The science of solving crime
Ellie Salmon’s biology degree from the University of New Brunswick has helped her land a career as a forensic scientist in sunny California.
The 1998 bachelor of science graduate used her degree as a springboard to take a master of science in forensic science degree from George Washington University in Washington, DC.
She is currently the DNA Technical Leader in a private lab in San Francisco, CA.
“It’s a full service laboratory, so we have all the service offerings,” she says. “Firearms, toxicology, pathology, DNA testing, trace analysis, fingerprints.
“I do primarily DNA testing. My job involves identification of body fluids and DNA testing on samples.”
Ellie usually meets with attorneys and police officers to collect the necessary evidence that may have come in contact with body fluids, and performs tests with DNA from the nucleus of the fluids’ cells.
“If we get a DNA profile from the evidence item, we will compare it to any known samples that they submit from victims or suspects, and try to match the profiles. If there are no known suspects, then our DNA profile can be uploaded into the national database to search for any suspects or convicted felons that are in the database.”
Breaking down problems
While she doesn’t spend much time in the field, Ellie does spend much of her time interacting with clients, brainstorming the best analyses to perform based on the evidence available.
“My favourite part is sitting down with the detectives and just walking through their case, trying to figure out what questions they want answered, and the best forensic pieces of evidence to look at to answer those questions. Often, they might not be thinking about the full spectra of forensics.”
Clients may come in asking for a DNA analysis, but Ellie works through the case with them to see if they might actually benefit most from examining fingerprints or firearms.
“It’s a lot of problem solving and brainstorming, using your knowledge and skills,” she says. “They’re usually pretty pleased to hear all these different ideas.”
Ellie loves her job, but says that life in a forensics lab isn’t nearly as fast-paced as television shows make it sound.
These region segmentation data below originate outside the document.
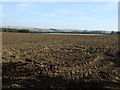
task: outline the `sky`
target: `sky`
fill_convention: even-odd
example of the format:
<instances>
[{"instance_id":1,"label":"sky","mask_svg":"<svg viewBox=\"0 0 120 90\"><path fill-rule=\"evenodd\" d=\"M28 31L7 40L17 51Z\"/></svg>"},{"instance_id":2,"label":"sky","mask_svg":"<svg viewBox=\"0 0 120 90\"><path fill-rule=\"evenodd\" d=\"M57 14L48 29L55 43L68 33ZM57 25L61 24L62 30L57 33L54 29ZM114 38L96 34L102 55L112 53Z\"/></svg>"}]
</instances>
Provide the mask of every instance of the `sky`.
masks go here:
<instances>
[{"instance_id":1,"label":"sky","mask_svg":"<svg viewBox=\"0 0 120 90\"><path fill-rule=\"evenodd\" d=\"M56 29L118 30L118 3L3 2L2 24L0 25Z\"/></svg>"}]
</instances>

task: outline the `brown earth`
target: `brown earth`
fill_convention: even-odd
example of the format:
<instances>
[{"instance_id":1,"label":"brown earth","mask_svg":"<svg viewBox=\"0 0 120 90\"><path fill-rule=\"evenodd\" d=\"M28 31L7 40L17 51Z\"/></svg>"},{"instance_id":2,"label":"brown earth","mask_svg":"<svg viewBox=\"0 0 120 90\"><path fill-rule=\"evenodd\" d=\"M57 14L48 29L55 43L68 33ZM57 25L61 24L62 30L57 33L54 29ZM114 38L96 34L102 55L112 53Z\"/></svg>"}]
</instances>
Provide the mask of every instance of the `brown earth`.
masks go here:
<instances>
[{"instance_id":1,"label":"brown earth","mask_svg":"<svg viewBox=\"0 0 120 90\"><path fill-rule=\"evenodd\" d=\"M4 88L120 89L118 35L2 33Z\"/></svg>"}]
</instances>

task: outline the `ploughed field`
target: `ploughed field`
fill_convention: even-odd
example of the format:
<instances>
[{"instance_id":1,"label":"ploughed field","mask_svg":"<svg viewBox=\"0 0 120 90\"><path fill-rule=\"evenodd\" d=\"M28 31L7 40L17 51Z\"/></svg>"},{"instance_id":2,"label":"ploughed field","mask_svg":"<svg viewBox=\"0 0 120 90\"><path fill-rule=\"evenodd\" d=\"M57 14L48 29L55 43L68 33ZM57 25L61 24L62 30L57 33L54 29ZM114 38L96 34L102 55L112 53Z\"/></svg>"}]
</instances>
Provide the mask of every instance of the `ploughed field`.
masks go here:
<instances>
[{"instance_id":1,"label":"ploughed field","mask_svg":"<svg viewBox=\"0 0 120 90\"><path fill-rule=\"evenodd\" d=\"M3 88L120 89L118 35L2 33Z\"/></svg>"}]
</instances>

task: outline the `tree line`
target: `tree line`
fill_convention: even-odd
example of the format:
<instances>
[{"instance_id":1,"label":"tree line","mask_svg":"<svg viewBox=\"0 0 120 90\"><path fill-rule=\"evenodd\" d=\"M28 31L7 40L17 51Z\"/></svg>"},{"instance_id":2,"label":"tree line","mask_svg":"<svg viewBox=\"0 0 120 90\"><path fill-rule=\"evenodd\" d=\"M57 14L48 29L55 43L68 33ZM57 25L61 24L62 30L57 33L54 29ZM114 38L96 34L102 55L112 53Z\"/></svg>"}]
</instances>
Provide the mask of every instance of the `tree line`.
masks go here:
<instances>
[{"instance_id":1,"label":"tree line","mask_svg":"<svg viewBox=\"0 0 120 90\"><path fill-rule=\"evenodd\" d=\"M1 32L17 32L17 33L73 33L73 34L119 34L120 35L120 31L111 31L111 33L106 33L103 31L68 31L68 32L64 32L64 31L57 31L54 30L52 32L41 32L39 31L32 31L29 29L16 29L16 28L1 28L0 29Z\"/></svg>"}]
</instances>

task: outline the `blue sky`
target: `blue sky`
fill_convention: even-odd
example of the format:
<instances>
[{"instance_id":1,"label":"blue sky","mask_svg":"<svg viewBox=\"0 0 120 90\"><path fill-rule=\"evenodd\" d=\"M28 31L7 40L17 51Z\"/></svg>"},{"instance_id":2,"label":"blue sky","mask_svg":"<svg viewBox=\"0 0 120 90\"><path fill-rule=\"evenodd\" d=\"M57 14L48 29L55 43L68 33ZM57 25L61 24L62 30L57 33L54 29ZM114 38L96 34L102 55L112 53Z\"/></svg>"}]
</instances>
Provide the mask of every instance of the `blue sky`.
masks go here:
<instances>
[{"instance_id":1,"label":"blue sky","mask_svg":"<svg viewBox=\"0 0 120 90\"><path fill-rule=\"evenodd\" d=\"M117 30L117 5L117 2L4 2L2 25Z\"/></svg>"}]
</instances>

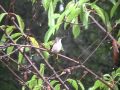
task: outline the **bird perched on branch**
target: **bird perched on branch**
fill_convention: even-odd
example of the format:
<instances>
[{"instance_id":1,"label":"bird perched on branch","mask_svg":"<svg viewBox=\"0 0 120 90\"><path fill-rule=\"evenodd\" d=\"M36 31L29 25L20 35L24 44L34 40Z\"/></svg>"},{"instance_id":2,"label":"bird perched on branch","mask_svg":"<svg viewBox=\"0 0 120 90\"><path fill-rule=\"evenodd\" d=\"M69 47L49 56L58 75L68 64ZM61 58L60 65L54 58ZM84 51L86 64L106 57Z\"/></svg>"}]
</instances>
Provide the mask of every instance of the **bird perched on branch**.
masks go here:
<instances>
[{"instance_id":1,"label":"bird perched on branch","mask_svg":"<svg viewBox=\"0 0 120 90\"><path fill-rule=\"evenodd\" d=\"M62 50L62 42L61 42L61 40L62 40L62 38L60 38L60 37L55 38L55 42L53 44L51 52L59 53Z\"/></svg>"}]
</instances>

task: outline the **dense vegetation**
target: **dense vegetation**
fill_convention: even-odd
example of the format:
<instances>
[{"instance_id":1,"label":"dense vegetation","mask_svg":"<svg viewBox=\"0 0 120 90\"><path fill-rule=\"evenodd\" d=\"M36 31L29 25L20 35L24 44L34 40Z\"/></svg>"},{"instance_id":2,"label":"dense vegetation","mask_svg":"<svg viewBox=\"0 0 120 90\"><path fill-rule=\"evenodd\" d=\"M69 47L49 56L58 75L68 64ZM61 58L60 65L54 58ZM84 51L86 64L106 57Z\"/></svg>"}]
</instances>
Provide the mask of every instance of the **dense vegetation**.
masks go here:
<instances>
[{"instance_id":1,"label":"dense vegetation","mask_svg":"<svg viewBox=\"0 0 120 90\"><path fill-rule=\"evenodd\" d=\"M120 0L1 0L0 90L119 90L119 11Z\"/></svg>"}]
</instances>

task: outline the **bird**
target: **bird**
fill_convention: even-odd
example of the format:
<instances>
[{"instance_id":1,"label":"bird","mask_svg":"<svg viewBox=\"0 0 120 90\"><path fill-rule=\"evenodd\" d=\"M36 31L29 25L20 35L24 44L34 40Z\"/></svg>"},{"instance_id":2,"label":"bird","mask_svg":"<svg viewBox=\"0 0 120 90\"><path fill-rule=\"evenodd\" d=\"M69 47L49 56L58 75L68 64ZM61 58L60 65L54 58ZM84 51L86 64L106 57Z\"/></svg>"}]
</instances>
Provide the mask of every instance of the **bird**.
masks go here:
<instances>
[{"instance_id":1,"label":"bird","mask_svg":"<svg viewBox=\"0 0 120 90\"><path fill-rule=\"evenodd\" d=\"M59 53L62 49L62 42L61 42L62 38L60 37L56 37L55 38L55 42L52 46L51 52L53 53Z\"/></svg>"}]
</instances>

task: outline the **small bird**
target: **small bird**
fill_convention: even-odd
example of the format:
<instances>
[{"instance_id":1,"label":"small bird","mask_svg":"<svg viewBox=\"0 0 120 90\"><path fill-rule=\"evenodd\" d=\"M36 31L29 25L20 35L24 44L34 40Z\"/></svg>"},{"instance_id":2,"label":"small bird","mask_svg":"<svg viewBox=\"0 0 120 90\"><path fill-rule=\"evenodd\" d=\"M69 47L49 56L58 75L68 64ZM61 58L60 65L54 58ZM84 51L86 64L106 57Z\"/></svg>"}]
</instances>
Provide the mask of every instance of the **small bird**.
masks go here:
<instances>
[{"instance_id":1,"label":"small bird","mask_svg":"<svg viewBox=\"0 0 120 90\"><path fill-rule=\"evenodd\" d=\"M53 47L51 49L51 52L53 53L59 53L62 49L62 42L61 42L62 38L60 37L56 37L55 38L55 42L53 44Z\"/></svg>"}]
</instances>

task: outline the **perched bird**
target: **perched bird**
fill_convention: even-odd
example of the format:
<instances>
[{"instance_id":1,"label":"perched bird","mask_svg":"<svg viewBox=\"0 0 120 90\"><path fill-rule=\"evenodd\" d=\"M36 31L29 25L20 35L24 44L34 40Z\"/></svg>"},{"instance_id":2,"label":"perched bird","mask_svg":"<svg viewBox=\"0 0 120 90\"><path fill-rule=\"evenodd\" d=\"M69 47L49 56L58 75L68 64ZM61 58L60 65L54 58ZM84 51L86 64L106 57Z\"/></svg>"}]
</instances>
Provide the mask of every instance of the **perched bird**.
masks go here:
<instances>
[{"instance_id":1,"label":"perched bird","mask_svg":"<svg viewBox=\"0 0 120 90\"><path fill-rule=\"evenodd\" d=\"M53 44L53 47L51 49L51 52L53 53L59 53L62 49L62 42L61 42L62 38L60 37L56 37L55 38L55 42Z\"/></svg>"}]
</instances>

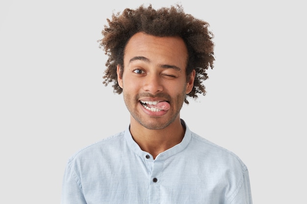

“They call it the CSI effect,” she explains. “Some attorneys are complaining about it, because jurors are under the impression that you can get DNA from anything and run a test in an hour. If you have a sample that you don’t get a result from, they think it’s odd.
“On CSI, they’re out there with guns and interviewing suspects, but that’s just never the case for us. We do testify, so the show is accurate to some extent.”
Testament of knowledge
Studying at UNB, both in Saint John and Fredericton, gave Ellie the baseline knowledge she needed to become a forensic scientist.
“The classes were always very thorough and the teachers were very approachable, so I felt that I had a really good, solid knowledge of the basic science principles. The lab work really came in handy as well. Once you get to grad school, it’s assumed that you know certain things.
“I felt well prepared for the classes I took in grad school and when I started my job.”
Ellie needs to state her qualifications when testifying in front of a courtroom after examining evidence – which means every single time, “I am giving free advertising to UNB,” she jokes.